Uncharacteristically, I went out and bought a book right off the shelf.
I am 33 pages in, and I have already gotten my money’s worth. Clear suggests that there are 3 layers of behavior change: the outermost layer, OUTCOME, then PROCESS, then IDENTITY. The whole process over outcome was comprehensible. Stop focusing on goals. Instead, focus on process, and seismic change will one day follow. But “Identity” above process? Are we talking about attitude? Have a positive outlook, positive self-image, and you’ll do well? If that’s it, I win… But that wasn’t it.
The foundation of success is the way you see your habits, like losing weight or cessation of smoking. If the cessation of smoking is your goal and someone offers you a cigarette, what do you do? According to Clear, you do NOT say, “No, thanks, I am trying to quit.” WHAT?!?!? Instead, you say, ” No, thank you, I am not a smoker.” To change your life, you have to change your identity. My mind was blown right there. That’s so simple, but had I ever thought about that? Probably not.

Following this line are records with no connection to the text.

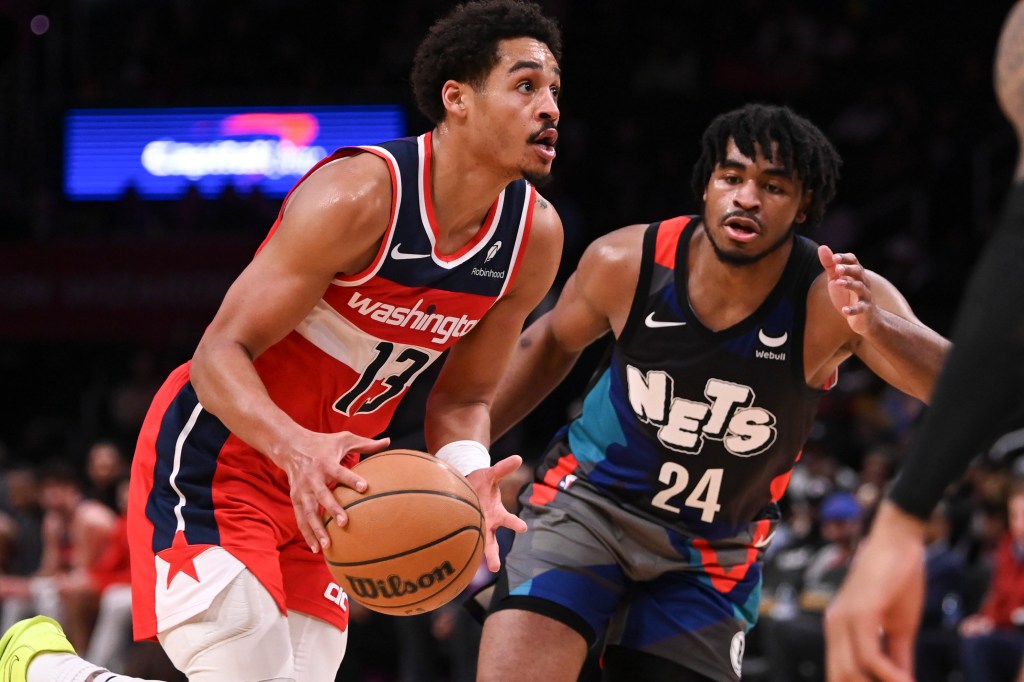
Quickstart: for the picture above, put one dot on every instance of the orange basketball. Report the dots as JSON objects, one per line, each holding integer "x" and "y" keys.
{"x": 414, "y": 540}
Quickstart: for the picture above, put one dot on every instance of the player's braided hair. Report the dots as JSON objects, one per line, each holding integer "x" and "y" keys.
{"x": 802, "y": 147}
{"x": 463, "y": 46}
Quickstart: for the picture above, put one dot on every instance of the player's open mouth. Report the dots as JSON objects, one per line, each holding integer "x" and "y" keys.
{"x": 741, "y": 229}
{"x": 545, "y": 142}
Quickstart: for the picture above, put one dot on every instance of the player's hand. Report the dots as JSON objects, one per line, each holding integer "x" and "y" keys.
{"x": 485, "y": 481}
{"x": 871, "y": 625}
{"x": 312, "y": 468}
{"x": 848, "y": 288}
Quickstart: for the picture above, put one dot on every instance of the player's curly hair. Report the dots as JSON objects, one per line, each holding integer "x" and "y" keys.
{"x": 802, "y": 148}
{"x": 463, "y": 46}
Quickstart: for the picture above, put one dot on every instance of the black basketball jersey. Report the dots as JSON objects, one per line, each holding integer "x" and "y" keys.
{"x": 695, "y": 427}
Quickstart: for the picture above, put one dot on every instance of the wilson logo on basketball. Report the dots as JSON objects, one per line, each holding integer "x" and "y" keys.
{"x": 396, "y": 586}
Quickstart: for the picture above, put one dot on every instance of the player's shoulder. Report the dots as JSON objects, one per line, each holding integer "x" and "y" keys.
{"x": 355, "y": 178}
{"x": 345, "y": 187}
{"x": 546, "y": 224}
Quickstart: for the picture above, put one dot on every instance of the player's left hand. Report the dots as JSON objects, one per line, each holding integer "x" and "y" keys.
{"x": 848, "y": 288}
{"x": 485, "y": 481}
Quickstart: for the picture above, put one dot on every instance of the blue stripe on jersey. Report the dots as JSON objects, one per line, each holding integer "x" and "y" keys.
{"x": 743, "y": 598}
{"x": 606, "y": 419}
{"x": 597, "y": 425}
{"x": 195, "y": 475}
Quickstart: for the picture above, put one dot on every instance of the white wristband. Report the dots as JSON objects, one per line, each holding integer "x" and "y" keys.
{"x": 465, "y": 456}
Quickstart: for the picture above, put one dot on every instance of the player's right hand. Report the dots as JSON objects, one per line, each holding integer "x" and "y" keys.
{"x": 313, "y": 468}
{"x": 485, "y": 482}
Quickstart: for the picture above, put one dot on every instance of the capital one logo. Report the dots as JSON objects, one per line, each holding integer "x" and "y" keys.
{"x": 726, "y": 414}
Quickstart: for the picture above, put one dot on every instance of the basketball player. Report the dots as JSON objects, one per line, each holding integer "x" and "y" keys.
{"x": 382, "y": 258}
{"x": 977, "y": 400}
{"x": 649, "y": 513}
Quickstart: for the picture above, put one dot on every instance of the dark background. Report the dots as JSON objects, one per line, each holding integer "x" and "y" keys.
{"x": 903, "y": 89}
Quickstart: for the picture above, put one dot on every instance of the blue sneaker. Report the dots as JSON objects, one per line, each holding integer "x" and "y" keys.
{"x": 25, "y": 641}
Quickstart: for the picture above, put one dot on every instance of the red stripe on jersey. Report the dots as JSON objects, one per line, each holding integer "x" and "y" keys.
{"x": 668, "y": 240}
{"x": 530, "y": 203}
{"x": 428, "y": 207}
{"x": 427, "y": 317}
{"x": 781, "y": 481}
{"x": 723, "y": 579}
{"x": 554, "y": 480}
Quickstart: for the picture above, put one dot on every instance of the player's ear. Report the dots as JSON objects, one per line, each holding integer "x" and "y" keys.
{"x": 805, "y": 204}
{"x": 454, "y": 95}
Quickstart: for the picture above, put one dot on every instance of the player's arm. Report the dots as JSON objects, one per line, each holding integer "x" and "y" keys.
{"x": 594, "y": 300}
{"x": 332, "y": 223}
{"x": 888, "y": 337}
{"x": 458, "y": 420}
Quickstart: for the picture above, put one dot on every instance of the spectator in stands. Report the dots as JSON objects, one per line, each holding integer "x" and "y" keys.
{"x": 992, "y": 639}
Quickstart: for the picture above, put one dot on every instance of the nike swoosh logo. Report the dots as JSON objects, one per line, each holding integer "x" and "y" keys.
{"x": 400, "y": 255}
{"x": 654, "y": 324}
{"x": 773, "y": 341}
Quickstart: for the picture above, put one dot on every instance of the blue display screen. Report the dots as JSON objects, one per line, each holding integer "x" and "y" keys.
{"x": 163, "y": 152}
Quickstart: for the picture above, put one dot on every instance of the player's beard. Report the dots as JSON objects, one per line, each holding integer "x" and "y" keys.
{"x": 743, "y": 259}
{"x": 538, "y": 179}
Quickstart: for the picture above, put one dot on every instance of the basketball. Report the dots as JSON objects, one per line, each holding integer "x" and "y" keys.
{"x": 414, "y": 540}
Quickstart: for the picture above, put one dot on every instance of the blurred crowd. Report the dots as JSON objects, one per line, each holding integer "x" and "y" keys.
{"x": 928, "y": 157}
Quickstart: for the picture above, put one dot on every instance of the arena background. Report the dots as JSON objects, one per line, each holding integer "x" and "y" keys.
{"x": 98, "y": 299}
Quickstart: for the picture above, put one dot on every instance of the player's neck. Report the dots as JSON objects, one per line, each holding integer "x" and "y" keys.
{"x": 463, "y": 188}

It was at that moment that I realized, I am not emulating Katie.
Who’s Katie? My friend Katie is the most put together, intelligent, hardest working young person I’ve ever met. We sat next to each other in our biology courses, and for me, it was the best thing that came out of my NU experience. I made a true friend (which in and of itself is incredible and beyond meaningful), but I also found a mentor. She has helped me in every step along the journey to med school from setting the bar in class, to showing me that it is possible to “beat” the MCAT. She is at the top of her game in everything she does, and you’d never know it; Katie is one of the most humble and kind individuals walking this Earth. She shared her successes with me, her constant advice, her methods, her time, when all I could say, was, “I don’t think I can do this.” Her response, “but you can.”

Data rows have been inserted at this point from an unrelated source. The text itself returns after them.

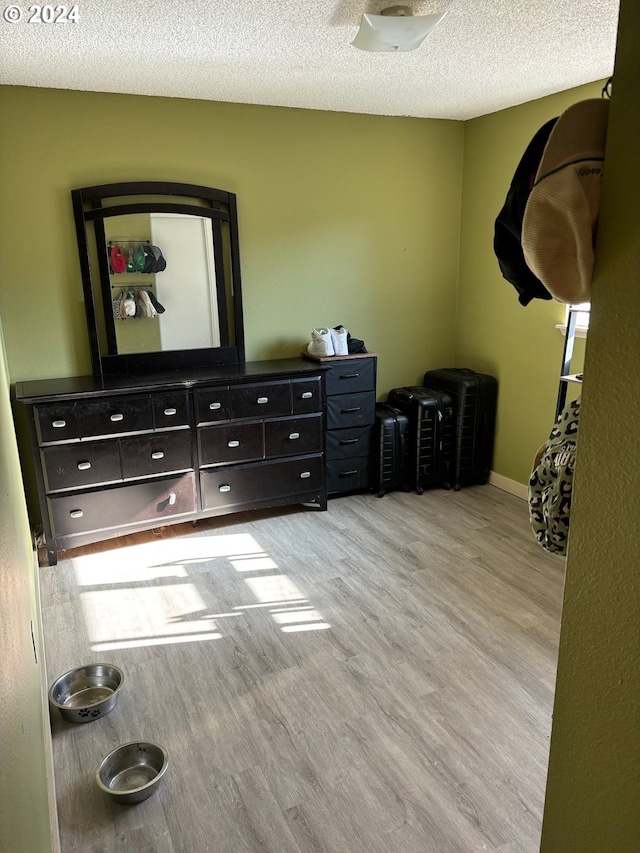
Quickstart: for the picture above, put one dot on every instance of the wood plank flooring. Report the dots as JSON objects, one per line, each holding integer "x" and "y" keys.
{"x": 373, "y": 679}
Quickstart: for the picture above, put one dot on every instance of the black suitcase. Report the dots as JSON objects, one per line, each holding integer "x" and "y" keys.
{"x": 390, "y": 450}
{"x": 475, "y": 397}
{"x": 431, "y": 434}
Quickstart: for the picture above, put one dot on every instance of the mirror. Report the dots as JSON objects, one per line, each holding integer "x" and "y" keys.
{"x": 161, "y": 276}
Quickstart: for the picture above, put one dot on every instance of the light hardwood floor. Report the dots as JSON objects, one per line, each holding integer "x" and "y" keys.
{"x": 373, "y": 679}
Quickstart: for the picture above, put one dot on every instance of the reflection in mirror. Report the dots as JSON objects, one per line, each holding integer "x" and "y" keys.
{"x": 161, "y": 276}
{"x": 173, "y": 308}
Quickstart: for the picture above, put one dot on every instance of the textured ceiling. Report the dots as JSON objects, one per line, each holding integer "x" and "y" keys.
{"x": 483, "y": 57}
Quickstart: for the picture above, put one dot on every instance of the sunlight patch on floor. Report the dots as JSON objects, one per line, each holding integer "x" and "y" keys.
{"x": 148, "y": 595}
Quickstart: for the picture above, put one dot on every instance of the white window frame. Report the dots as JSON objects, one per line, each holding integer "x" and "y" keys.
{"x": 582, "y": 322}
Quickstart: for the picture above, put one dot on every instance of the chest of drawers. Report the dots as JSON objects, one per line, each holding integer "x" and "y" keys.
{"x": 115, "y": 456}
{"x": 351, "y": 398}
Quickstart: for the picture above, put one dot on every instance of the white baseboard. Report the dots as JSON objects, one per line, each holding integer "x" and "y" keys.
{"x": 44, "y": 692}
{"x": 512, "y": 486}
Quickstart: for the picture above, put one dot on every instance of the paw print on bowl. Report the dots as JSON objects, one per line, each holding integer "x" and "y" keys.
{"x": 90, "y": 713}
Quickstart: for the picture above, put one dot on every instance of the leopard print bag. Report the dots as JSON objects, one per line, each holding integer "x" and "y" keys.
{"x": 551, "y": 482}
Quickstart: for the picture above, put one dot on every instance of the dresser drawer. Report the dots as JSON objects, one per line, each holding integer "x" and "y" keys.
{"x": 347, "y": 475}
{"x": 350, "y": 410}
{"x": 306, "y": 395}
{"x": 260, "y": 484}
{"x": 290, "y": 436}
{"x": 348, "y": 376}
{"x": 170, "y": 410}
{"x": 212, "y": 404}
{"x": 81, "y": 464}
{"x": 114, "y": 415}
{"x": 345, "y": 443}
{"x": 156, "y": 453}
{"x": 56, "y": 422}
{"x": 123, "y": 506}
{"x": 231, "y": 443}
{"x": 261, "y": 400}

We have an inside joke in my family, it’s that “Wow, Katie sure is bossy!” 🙂 She is the total opposite of bossy, and we all know that. However, we say that because when Katie makes a suggestion, I make it a requisite. Katie RECOMMENDED that I write drafts of my secondaries early. I turned around and told myself, you MUST write your secondaries early. It was always an iteration of if you want to do well, you MUST go and do this, go and do that.

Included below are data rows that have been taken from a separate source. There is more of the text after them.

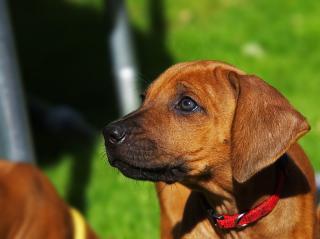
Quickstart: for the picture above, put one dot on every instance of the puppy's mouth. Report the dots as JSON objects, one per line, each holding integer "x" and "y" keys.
{"x": 167, "y": 173}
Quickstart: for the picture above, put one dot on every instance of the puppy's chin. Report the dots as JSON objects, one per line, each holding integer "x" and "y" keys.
{"x": 165, "y": 173}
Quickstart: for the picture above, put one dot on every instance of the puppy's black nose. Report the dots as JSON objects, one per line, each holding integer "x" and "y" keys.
{"x": 114, "y": 134}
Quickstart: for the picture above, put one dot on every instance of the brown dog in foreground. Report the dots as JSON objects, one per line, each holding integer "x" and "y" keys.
{"x": 226, "y": 142}
{"x": 31, "y": 208}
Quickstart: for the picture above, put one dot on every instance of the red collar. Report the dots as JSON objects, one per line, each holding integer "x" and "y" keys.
{"x": 243, "y": 219}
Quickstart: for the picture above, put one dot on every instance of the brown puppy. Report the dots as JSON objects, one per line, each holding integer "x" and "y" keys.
{"x": 228, "y": 142}
{"x": 31, "y": 208}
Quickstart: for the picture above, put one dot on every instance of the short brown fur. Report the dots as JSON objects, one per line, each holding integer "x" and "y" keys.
{"x": 30, "y": 206}
{"x": 229, "y": 150}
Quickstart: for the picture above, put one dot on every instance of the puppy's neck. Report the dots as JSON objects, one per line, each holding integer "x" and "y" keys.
{"x": 230, "y": 197}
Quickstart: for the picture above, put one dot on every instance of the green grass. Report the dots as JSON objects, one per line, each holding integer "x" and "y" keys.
{"x": 62, "y": 46}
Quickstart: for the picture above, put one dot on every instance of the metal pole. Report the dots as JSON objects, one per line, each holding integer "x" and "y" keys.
{"x": 15, "y": 140}
{"x": 123, "y": 62}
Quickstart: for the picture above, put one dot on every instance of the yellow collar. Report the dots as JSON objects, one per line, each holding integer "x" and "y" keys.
{"x": 79, "y": 225}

Truth is, I wanted to emulate her success, to be just like Katie. I wanted to make my parents cry as I broke the news of my MCAT score. I wanted to travel the US to interview at schools I couldn’t have dreamed of as a kid; waiting on acceptance letters and knowing that they would be sent to me, then making my parents cry again when the letters did arrive, having a choice in where I’d end up. Then I read Clear’s book, and I realized it’s not that I want to be Katie, I am Katie.